Currently I facing 2 problems.

i)zero cross dc voltage keep changing

ii)The current scale is non linear and not accurate

For problem (i), I verified by measuring the voltage from VIOUT every time power on tend to be different even the input voltage stay almost the same(5.01V to 4.95V), I be getting output lets say in the range (2.57V to 2.43V). I replaced a new current sensor and got almost the same result. Each time after taking load current measurement, I turned off supply to the load and recheck the VIout, it tend to be different from the voltage during power on which mean the zero cross voltage changed. I'm using a 4 channel relay module and aware relay module can be power consuming so I using dual supply, one for relay module and another one for microcontroller, reference voltage and Opamp.

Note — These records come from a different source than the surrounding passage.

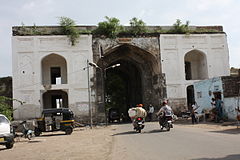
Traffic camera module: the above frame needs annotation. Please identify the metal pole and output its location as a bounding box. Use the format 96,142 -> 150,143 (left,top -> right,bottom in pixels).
87,60 -> 92,129
101,68 -> 108,126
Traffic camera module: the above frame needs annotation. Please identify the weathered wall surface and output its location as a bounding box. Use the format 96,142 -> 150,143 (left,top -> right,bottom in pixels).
194,77 -> 223,112
160,34 -> 230,109
0,77 -> 12,98
222,76 -> 240,97
0,77 -> 12,106
93,36 -> 166,109
12,35 -> 95,119
223,97 -> 239,120
194,76 -> 240,120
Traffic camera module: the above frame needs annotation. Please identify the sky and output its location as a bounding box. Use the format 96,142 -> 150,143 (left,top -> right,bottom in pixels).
0,0 -> 240,77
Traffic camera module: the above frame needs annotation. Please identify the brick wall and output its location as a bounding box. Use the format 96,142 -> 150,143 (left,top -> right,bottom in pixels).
222,76 -> 240,97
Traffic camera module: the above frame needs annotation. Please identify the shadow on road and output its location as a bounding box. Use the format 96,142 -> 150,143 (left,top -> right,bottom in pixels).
192,154 -> 240,160
144,129 -> 169,133
0,148 -> 8,151
210,128 -> 240,134
112,131 -> 141,136
41,133 -> 66,137
112,129 -> 169,136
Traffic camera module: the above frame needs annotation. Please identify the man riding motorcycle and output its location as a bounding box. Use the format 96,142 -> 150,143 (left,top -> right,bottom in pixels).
129,104 -> 147,132
157,101 -> 173,130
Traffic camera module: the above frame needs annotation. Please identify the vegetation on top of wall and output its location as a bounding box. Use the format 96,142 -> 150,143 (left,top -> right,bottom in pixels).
167,19 -> 190,34
128,17 -> 148,35
59,17 -> 80,46
13,16 -> 223,37
92,16 -> 123,38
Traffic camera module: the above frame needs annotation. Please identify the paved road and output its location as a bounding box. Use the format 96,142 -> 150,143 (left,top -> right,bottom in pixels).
110,122 -> 240,160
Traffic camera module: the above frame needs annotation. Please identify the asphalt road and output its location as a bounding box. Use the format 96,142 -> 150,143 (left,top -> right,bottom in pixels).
110,122 -> 240,160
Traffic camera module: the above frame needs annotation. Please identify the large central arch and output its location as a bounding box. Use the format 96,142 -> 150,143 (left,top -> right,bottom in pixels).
97,44 -> 162,119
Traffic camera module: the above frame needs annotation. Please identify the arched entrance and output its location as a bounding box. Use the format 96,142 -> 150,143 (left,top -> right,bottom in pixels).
184,50 -> 208,80
42,54 -> 67,85
98,44 -> 161,121
42,90 -> 68,109
105,60 -> 143,119
187,85 -> 195,108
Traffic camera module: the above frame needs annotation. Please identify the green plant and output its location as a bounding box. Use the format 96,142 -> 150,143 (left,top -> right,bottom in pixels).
129,17 -> 147,35
93,16 -> 123,38
168,19 -> 190,34
59,17 -> 79,46
0,96 -> 13,121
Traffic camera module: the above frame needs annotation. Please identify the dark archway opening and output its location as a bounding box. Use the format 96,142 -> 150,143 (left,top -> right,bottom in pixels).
187,85 -> 195,108
43,90 -> 68,109
105,60 -> 143,122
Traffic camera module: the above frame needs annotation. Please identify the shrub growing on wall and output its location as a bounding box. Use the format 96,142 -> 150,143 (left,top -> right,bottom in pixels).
0,96 -> 13,121
93,16 -> 123,38
129,17 -> 147,35
168,19 -> 190,34
59,17 -> 79,46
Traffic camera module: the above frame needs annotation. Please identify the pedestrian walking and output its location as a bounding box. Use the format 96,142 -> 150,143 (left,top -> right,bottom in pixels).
148,104 -> 154,122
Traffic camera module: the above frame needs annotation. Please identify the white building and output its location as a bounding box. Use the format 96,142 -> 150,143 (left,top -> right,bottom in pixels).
160,34 -> 230,109
12,27 -> 230,120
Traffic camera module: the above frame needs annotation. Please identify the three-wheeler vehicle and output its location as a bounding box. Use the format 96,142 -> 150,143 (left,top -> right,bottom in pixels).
34,108 -> 74,136
0,114 -> 14,149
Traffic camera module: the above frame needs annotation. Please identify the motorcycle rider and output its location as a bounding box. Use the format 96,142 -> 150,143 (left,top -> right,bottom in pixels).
132,104 -> 147,129
157,101 -> 173,128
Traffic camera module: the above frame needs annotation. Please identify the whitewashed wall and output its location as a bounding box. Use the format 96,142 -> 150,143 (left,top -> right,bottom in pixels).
12,35 -> 95,119
160,34 -> 230,102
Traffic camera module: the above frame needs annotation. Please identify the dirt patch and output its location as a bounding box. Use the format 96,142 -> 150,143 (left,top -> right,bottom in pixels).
0,126 -> 113,160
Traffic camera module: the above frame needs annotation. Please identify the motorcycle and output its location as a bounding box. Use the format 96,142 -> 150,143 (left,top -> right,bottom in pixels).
159,112 -> 173,131
14,121 -> 33,140
134,117 -> 144,133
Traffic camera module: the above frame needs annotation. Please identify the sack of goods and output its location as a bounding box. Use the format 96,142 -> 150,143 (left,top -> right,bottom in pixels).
128,108 -> 137,118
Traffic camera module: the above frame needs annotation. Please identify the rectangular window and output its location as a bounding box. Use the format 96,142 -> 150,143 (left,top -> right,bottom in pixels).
50,67 -> 62,84
197,92 -> 202,98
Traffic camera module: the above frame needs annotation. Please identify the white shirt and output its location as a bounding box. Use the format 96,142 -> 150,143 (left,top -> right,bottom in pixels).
158,105 -> 173,116
148,106 -> 154,113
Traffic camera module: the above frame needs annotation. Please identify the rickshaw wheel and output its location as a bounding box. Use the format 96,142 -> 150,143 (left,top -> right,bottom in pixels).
65,127 -> 73,135
34,128 -> 41,137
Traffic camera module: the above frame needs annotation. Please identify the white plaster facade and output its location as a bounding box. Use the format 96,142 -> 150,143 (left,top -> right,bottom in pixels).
12,34 -> 230,119
12,35 -> 95,119
160,34 -> 230,105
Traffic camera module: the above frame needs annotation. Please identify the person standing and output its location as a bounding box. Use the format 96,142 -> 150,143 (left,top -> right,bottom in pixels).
190,102 -> 198,124
216,97 -> 223,122
148,104 -> 154,122
156,101 -> 173,128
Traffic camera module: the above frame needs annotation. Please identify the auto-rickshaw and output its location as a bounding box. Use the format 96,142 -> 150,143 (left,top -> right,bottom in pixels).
34,108 -> 74,136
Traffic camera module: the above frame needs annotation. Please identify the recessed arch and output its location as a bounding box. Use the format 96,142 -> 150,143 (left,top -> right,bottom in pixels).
42,90 -> 68,109
41,53 -> 67,85
184,50 -> 208,80
94,44 -> 162,120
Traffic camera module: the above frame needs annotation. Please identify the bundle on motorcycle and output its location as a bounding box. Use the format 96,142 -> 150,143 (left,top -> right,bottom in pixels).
128,108 -> 146,133
12,121 -> 33,140
34,108 -> 74,136
159,112 -> 173,131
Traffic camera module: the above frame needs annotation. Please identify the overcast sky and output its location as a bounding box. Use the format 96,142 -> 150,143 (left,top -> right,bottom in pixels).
0,0 -> 240,77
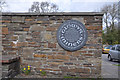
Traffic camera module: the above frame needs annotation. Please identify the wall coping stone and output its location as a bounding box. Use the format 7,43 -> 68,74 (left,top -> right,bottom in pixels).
2,12 -> 103,16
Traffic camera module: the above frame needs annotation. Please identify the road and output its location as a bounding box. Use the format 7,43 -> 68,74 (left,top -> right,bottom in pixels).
101,54 -> 120,78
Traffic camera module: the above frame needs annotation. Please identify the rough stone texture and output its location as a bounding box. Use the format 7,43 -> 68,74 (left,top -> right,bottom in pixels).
0,13 -> 103,78
1,55 -> 20,78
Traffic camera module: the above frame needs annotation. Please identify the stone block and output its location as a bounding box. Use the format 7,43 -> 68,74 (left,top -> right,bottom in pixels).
2,27 -> 8,34
22,47 -> 34,58
48,43 -> 56,48
30,25 -> 44,31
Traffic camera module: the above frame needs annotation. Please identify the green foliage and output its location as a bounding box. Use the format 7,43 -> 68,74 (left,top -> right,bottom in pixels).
64,76 -> 79,78
102,29 -> 120,45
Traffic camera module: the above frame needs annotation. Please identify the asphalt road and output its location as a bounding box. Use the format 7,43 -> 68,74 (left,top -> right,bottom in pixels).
101,54 -> 120,78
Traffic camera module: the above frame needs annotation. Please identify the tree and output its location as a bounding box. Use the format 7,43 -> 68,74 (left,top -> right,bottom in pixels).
101,3 -> 120,44
29,2 -> 58,13
0,0 -> 6,12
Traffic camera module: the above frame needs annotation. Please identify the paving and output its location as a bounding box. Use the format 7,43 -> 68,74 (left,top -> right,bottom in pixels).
101,54 -> 120,78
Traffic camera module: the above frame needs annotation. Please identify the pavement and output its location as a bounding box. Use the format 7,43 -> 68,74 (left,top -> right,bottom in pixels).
101,54 -> 120,78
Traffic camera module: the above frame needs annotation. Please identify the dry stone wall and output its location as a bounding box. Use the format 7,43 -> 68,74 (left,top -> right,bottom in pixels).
0,13 -> 103,78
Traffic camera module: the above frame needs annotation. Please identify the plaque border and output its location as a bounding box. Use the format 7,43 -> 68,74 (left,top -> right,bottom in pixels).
57,20 -> 88,51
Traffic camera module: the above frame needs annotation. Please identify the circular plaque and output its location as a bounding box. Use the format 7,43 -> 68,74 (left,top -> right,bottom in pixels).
57,20 -> 87,51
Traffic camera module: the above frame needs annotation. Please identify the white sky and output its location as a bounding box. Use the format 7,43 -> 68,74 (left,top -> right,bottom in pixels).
4,0 -> 119,12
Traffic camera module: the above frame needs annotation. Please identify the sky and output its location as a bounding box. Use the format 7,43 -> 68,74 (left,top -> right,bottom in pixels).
3,0 -> 119,12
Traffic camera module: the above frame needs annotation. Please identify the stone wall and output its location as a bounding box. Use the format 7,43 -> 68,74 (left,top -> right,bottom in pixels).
0,13 -> 103,78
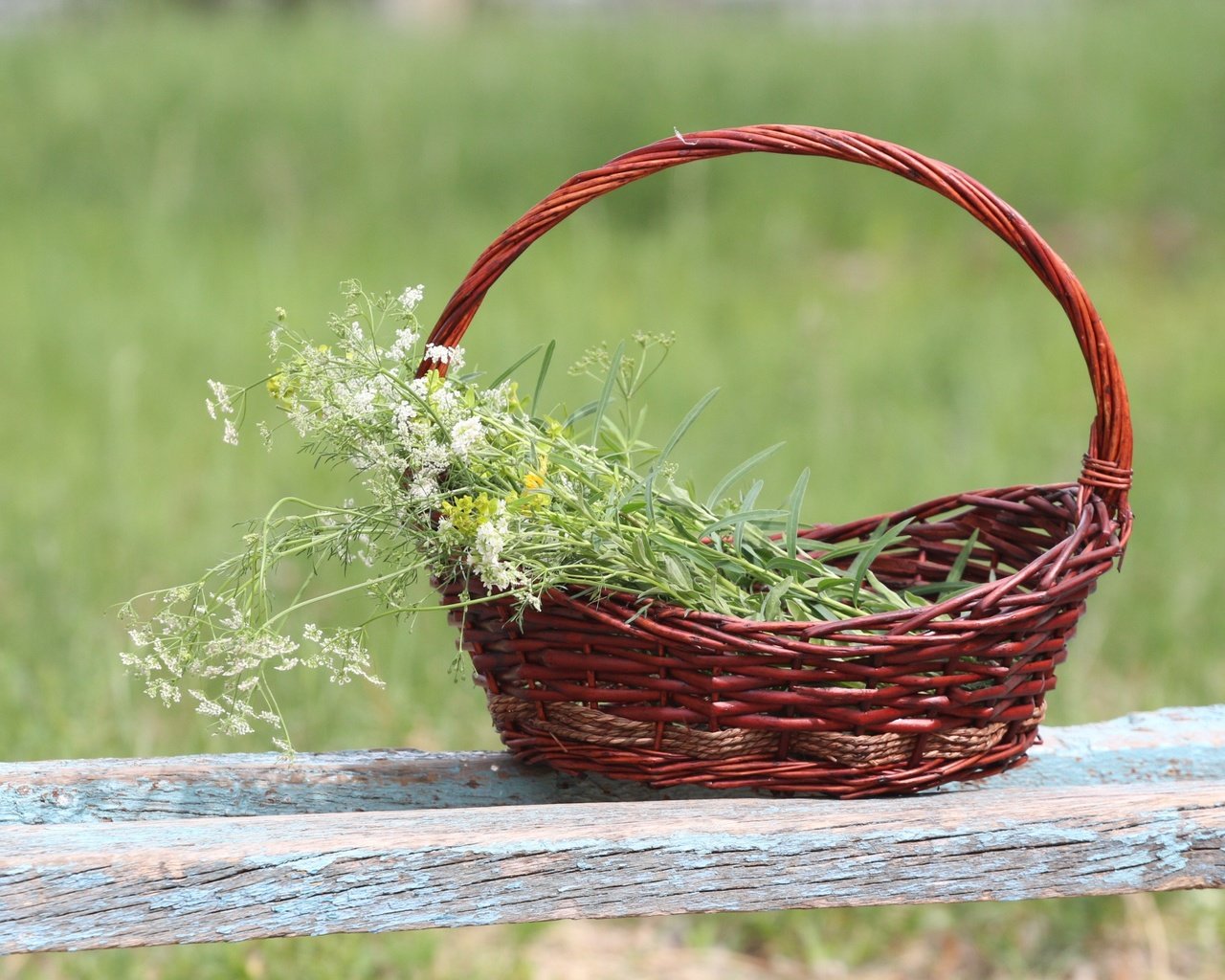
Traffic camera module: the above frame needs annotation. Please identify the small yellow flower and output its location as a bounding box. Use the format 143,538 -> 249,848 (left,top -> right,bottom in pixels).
264,371 -> 294,406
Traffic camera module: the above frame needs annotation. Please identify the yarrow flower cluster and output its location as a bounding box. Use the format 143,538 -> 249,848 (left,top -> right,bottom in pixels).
122,281 -> 924,751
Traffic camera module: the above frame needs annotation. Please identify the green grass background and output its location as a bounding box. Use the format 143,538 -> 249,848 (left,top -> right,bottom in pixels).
0,0 -> 1225,977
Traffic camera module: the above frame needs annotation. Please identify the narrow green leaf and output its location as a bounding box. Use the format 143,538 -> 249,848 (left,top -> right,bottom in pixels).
652,389 -> 719,469
705,442 -> 785,509
489,345 -> 542,390
532,341 -> 557,414
563,402 -> 595,429
766,555 -> 821,578
664,555 -> 693,593
591,341 -> 625,442
761,578 -> 795,621
846,518 -> 910,605
945,528 -> 979,582
699,509 -> 787,538
784,467 -> 811,559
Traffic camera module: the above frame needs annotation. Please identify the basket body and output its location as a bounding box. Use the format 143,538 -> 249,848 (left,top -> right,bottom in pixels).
420,126 -> 1132,797
443,485 -> 1119,797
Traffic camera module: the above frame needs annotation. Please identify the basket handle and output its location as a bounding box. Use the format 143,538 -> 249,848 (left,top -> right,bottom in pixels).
417,125 -> 1132,519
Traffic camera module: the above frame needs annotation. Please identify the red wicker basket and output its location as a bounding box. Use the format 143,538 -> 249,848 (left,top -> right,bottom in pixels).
421,126 -> 1132,797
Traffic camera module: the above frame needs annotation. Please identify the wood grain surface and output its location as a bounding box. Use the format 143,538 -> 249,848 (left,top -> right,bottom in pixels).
0,708 -> 1225,953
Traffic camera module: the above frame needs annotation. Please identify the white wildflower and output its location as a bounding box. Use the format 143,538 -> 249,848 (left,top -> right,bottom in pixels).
399,283 -> 425,312
387,327 -> 420,360
209,379 -> 234,417
188,691 -> 226,718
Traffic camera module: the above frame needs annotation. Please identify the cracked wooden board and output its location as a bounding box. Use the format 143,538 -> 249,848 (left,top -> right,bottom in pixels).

As a result, the input voltage feeding to microcontroller, voltage reference and Opamp voltage is more stable as compare to using single supply to power all unit but that does not solve my zero cross dc voltage shifting issue. Below picture shown the relay module I currently using.

enter image description here

For problem(ii) my peak detector voltage does not have much changes but the measured current can be quite different? It does not scale linearly according to the 0.185mV/A formula.In term of accuracy, it is bad but reading stability is good.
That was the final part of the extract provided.